Ashneer Grover | Zomato IPO: Rs 2.25 crore in 8 minutes! How Ashneer Grover minted money in Zomato IPO


NEW DELHI: Although having missed IPO in a much-publicised spat with Kotak Group, BharatPe’s former MD Ashneer Grover made a cool Rs 2.25 crore within 8 minutes of listing last year.

In a tell-all memoir ‘Doglapan: The Hard Truth about Life and Start-Ups‘, the ‘Shark Tank‘ judge said his Rs 100 crore application for Zomato IPO left everyone surprised on how he could manage the huge amount of money.

“It was, however, a case of simple leverage—IPO financing.
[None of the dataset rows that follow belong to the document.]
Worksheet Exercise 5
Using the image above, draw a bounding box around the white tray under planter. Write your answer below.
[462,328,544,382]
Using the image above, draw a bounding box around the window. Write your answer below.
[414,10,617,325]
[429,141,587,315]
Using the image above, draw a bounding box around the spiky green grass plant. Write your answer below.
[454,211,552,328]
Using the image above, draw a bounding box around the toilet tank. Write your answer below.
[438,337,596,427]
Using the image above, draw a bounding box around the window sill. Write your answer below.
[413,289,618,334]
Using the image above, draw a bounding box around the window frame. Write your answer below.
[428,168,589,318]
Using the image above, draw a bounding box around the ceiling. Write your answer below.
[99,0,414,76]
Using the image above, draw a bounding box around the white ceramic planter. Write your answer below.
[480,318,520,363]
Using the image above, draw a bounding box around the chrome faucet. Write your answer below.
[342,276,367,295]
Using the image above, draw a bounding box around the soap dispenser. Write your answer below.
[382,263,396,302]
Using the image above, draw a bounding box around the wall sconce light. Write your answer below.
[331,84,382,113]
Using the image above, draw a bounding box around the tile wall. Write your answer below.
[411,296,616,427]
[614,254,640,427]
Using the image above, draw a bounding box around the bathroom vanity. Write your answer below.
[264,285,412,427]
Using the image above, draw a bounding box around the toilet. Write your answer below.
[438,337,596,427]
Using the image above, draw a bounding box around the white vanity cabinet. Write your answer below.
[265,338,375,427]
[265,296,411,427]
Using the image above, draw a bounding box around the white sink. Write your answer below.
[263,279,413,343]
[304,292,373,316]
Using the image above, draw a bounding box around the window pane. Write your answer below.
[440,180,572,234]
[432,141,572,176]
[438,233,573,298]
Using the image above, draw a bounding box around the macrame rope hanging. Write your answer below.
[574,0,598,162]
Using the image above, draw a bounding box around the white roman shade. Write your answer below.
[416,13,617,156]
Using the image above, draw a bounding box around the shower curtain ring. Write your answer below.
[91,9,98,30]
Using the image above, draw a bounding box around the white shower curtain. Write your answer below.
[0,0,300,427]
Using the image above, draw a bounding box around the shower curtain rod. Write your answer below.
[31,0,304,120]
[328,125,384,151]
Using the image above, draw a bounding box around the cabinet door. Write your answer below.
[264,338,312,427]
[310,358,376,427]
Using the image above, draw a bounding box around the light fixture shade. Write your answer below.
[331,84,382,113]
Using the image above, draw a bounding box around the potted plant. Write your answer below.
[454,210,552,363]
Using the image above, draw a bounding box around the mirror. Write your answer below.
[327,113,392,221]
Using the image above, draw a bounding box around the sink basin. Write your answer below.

While I invested Rs 5 crore from my pocket, Kotak Wealth got me financing for Rs 95 crore at an interest rate of 10 per cent annualized for a week (the period for which IPO funds get blocked). This cost of Rs 20 lakh as interest was an additional cost for acquiring the shares,” Grover said in the book published by Penguin.

With the IPO being oversubscribed more than thirty times, he got an allotment of shares worth over Rs 3 crore. On 23 July 2021, when the new-age stock debuted on exchanges at Rs 115 per share against the issue price of Rs 76 per share, he sent a mandate to his wealth managers to sell all his shares.

“By the time the trade got executed, I got a selling price of Rs 136 per share. With my landing cost after interest being between Rs 82–85, I ended up making over Rs 2.25 crore,” said the poster boy of start-up India.

The IIM-Ahmedabad and IIT-Delhi graduate explains he was bullish on Zomato IPO on several counts.

“Of course, I knew of Deepinder, and I am a big believer in his ability to persevere and keep building big. Fundamentally, with the pandemic, the ticket size of their orders had grown, as people were ordering food from home for 3–4 members in the family, as against single rolls in office, thereby increasing Zomato’s absolute margins,” said the entrepreneur and investor.
Moreover, he said, with restaurants completely dependent during lockdowns on app orders, there was no risk of the take rate coming down. “On the other hand, job insecurity among delivery boys kept delivery costs in check. In fact, Covid magically solved the food delivery economics in the country overnight, just like it skyrocketed UPI penetration,” he said.

After success in Zomato, greed got the better of him as he went in for Car Trade IPO but ended up losing Rs 25 lakh there.

In the book, he makes it clear that creating a stock market public equity portfolio is not his cup of tea. “I have been certain that if you hedge your bets, you get mediocre returns. What excites me is putting money behind high-risk early-stage founders,” he wrote.